Ideas Are Something You Do

Here is today’s exercise in connecting up ideas. First off, there’s this summary of the TEDGlobal conference from Hugh MacLeod’s daily newsletter:

Then, there’s this quote from Seth Godin at the 99% Conference:

What you do for a living is not be creative, what you do for a living is ship.

Godin expands on that thought in this presentation as well – where he recommends “thrashing at the beginning” of a project so that you can deliver (“ship”) on time.

Again, the value is not in the idea, it’s in shipping something that’s come from the idea.

Finally, Rowan Simpson wrote a good post with questions that firms who want investment money from him should think through. He says:

The best thing you can do to stand out from the crowd is to point me at a product that I can use and, even better, that you are already selling. It doesn’t have to be polished or even finished, as long as you have planned for the work required to turn it into something that is ready to be used in anger.
Nothing impresses potential investors like scrappy execution. Most people don’t get that far.

This is part of why it’s hard to measure innovation. If ideas are something you have, then it’s easy. We can measure patents, or suggestions, or some other measure of our stock of ideas.

Measuring flow is harder – but idea flow is what determines innovation success. To measure innovation we need to track ideas that have been executed. And, even better, value created through this execution.

Ideas are something you do.

Student and teacher of innovation - University of Queensland Business School - links to academic papers, twitter, and so on can be found here.

Please note: I reserve the right to delete comments that are offensive or off-topic.

4 thoughts on “Ideas Are Something You Do

  1. Hi Tim,

    Right – ideas are input, innovation is output. Output is what matters in business. Of course, high quality ideas should result in high quality innovation, but my impression is we devote too much time to creativity and not enough to execution. That’s where the early “scrappy execution” can help to keep the momentum.


  2. SHIP IT!

    This is so right. We can spend enormous amounts of time, energy, and money trying to convince the world we are what we want to be, or we can focus those resources on being what we want to be and just letting the rest fall into place.
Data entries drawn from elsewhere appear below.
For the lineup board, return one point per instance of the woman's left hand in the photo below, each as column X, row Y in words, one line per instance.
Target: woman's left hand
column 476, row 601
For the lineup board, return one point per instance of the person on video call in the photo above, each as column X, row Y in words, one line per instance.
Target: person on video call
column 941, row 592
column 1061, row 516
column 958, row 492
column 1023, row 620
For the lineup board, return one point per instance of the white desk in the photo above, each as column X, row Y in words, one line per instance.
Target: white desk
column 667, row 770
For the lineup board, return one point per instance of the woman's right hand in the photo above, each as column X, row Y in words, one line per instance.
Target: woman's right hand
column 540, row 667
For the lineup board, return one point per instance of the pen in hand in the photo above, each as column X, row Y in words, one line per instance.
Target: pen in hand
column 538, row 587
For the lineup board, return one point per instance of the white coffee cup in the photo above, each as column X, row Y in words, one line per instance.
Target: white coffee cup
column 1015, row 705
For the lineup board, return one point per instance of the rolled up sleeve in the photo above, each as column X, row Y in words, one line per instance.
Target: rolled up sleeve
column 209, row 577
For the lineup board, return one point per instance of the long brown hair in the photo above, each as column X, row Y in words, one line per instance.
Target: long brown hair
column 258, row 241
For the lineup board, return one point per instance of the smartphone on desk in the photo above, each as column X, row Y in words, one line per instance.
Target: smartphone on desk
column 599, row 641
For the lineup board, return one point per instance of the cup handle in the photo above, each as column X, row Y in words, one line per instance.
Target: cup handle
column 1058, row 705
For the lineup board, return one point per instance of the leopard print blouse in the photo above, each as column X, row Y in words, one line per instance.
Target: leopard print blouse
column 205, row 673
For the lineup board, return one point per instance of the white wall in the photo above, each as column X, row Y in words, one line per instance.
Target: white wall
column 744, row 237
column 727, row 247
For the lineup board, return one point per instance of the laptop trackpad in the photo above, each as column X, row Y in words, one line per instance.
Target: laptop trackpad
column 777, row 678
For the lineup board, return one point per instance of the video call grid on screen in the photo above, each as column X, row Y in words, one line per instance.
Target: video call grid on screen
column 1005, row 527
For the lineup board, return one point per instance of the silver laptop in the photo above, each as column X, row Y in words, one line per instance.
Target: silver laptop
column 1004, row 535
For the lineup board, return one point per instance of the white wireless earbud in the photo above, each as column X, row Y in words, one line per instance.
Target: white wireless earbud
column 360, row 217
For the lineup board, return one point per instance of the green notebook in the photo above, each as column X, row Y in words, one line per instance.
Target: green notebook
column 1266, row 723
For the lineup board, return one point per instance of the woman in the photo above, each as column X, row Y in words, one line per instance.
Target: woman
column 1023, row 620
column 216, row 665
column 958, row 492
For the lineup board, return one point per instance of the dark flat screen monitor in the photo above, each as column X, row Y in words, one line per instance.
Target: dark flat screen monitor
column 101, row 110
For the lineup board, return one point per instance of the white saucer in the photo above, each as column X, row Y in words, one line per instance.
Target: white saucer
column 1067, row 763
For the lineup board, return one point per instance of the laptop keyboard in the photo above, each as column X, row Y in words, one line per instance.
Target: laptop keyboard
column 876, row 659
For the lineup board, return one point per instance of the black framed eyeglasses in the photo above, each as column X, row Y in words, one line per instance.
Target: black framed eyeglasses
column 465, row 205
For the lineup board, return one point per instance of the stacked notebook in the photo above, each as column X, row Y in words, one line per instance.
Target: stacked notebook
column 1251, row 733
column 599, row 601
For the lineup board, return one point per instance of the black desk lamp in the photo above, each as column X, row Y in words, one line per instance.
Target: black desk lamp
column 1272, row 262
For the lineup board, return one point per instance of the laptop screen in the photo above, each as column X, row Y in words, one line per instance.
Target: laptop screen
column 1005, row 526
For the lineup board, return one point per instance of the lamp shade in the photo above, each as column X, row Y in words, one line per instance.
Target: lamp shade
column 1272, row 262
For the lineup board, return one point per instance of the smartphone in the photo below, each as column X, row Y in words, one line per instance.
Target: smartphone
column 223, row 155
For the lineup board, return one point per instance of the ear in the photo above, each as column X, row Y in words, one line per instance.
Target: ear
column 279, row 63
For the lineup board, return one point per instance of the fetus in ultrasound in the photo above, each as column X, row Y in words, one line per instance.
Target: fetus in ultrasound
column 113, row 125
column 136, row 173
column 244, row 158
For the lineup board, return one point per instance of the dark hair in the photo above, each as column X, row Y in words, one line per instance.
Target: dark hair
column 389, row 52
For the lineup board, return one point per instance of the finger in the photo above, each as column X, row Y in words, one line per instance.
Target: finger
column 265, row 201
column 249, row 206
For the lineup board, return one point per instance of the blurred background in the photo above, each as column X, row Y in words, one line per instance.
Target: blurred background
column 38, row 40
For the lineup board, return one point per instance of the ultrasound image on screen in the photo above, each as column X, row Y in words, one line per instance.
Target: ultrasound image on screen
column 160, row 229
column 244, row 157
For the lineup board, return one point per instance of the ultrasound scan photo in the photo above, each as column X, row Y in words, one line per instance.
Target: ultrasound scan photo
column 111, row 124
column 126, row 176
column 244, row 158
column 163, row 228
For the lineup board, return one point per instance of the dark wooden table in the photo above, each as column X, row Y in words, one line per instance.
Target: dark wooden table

    Very timely, Tim, as the last few weeks have found me developing program curriculum for a new project. I’m eager to launch, which means I’m eager to crank this stuff out, but there’s still a voice in my head just screaming at me to go back and re-work things because they should be perfect at launch.

    To that voice, I say, “That’s what beta testers are for!”

    Cheers, mate.

  3. Good luck with the new curriculum Brian. It’s a tough battle isn’t it? Launch, adapt and iterate is not a natural process – you always have to fight yourself as much as anything else to make it work.